As I’ve grown older what I knew as monsters have moved from my imagination, out from under my bed, out of my closet. They’ve taken up residence in my heart in the form of doubt. They’ve slowly taken up residence in my relationships, my belief system, and my confidence.

I had a pretty bad car accident a few years ago. It took me a few weeks to drive again. And though years have passed I often experience a seizing up as I’m driving. I see my Jeep flipping in the ditch along the Interstate. Or fear my brakes will fail.

I returned to university last fall. In the two weeks leading up to school I found myself almost paralyzed in anticipation of failure. Words have been a longtime friend of mine, yet I feared when put to the test they would fly away like so many birds.

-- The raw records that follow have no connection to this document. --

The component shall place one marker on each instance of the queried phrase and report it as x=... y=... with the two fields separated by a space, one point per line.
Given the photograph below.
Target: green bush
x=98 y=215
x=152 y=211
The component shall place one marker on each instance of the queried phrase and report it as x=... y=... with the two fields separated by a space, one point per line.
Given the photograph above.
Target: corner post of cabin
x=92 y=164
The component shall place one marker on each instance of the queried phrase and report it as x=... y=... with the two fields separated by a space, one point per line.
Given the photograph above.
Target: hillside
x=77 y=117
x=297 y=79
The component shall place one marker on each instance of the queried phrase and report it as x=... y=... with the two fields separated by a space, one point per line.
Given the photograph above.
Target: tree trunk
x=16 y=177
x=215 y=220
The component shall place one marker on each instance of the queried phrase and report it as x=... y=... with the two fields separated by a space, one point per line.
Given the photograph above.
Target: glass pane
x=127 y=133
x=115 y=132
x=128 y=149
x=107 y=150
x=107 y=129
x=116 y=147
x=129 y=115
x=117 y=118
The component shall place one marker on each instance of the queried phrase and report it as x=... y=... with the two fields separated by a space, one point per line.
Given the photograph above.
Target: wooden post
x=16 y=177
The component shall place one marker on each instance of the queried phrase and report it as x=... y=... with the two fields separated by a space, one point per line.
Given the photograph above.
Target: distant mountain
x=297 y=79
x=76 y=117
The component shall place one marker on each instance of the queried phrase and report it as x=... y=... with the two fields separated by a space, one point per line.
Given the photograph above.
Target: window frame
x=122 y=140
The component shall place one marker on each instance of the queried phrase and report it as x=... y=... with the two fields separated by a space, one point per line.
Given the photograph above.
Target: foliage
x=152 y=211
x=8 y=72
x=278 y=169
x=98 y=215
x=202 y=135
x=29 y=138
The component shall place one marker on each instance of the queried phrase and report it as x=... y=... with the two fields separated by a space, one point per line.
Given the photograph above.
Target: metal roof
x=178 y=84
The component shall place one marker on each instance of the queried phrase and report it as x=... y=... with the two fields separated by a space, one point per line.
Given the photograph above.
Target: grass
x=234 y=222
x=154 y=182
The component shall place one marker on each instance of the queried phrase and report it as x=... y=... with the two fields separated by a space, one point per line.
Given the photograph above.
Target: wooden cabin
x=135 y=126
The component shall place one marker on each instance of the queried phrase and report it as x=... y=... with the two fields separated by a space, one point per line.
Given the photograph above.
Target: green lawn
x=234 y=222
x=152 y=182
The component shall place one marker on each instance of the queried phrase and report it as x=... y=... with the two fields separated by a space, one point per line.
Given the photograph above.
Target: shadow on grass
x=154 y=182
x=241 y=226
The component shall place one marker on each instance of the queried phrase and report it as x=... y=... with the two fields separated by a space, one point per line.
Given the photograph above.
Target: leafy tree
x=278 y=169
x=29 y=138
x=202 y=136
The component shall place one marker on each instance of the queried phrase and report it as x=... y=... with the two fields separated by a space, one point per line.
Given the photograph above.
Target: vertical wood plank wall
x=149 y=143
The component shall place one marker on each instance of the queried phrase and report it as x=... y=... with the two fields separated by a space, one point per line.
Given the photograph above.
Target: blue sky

There are several “Freudian” hang-ups that I could point to as an explanation of my fear, of my acceptance of the monsters moving into my life. But that’s just one part of Fear’s disguise.

There are many words, alternative descriptions, and fictional representations that evoke Fear. Fear operates under many aliases, making it on the most effective secret agents. We’re taught to underestimate Fear. In our childhood fear of monsters is scoffed. “They aren’t real,” we hear, “They don’t want anything to do with you. Just close your eyes and go to sleep.”

As an adult Fear is not exclusive to nighttime. It has crept its way into almost every time and experience of my life. The worst part is I’ve forgotten how to square my shoulders and march into the dark. It’s odd that knowing where the light switch was gave me the confidence to walk through a dark house, yet in the last few years I’ve forgotten that knowing The Light gives me the same ability to walk through a dark world.

As a kid some of my confidence was born out of my own ability to navigate the terrain. It was familiar to me. Life is no longer familiar to me. The terrain has changed. But the monsters of Fear have nothing on me. I know The Light.

*Today I start a three day training in how to be a better Lifeguard. I’m excited (and nervous) and I saw this note in my phone written out a few months ago when I was feeling particularly scared. I need to remind myself quite often there’s no reason to be as afraid as I am. 

Love you guys. Have a great weekend!

(Hey and thanks for helping me have my two highest traffic days ever yesterday and the day before. You guys rock!)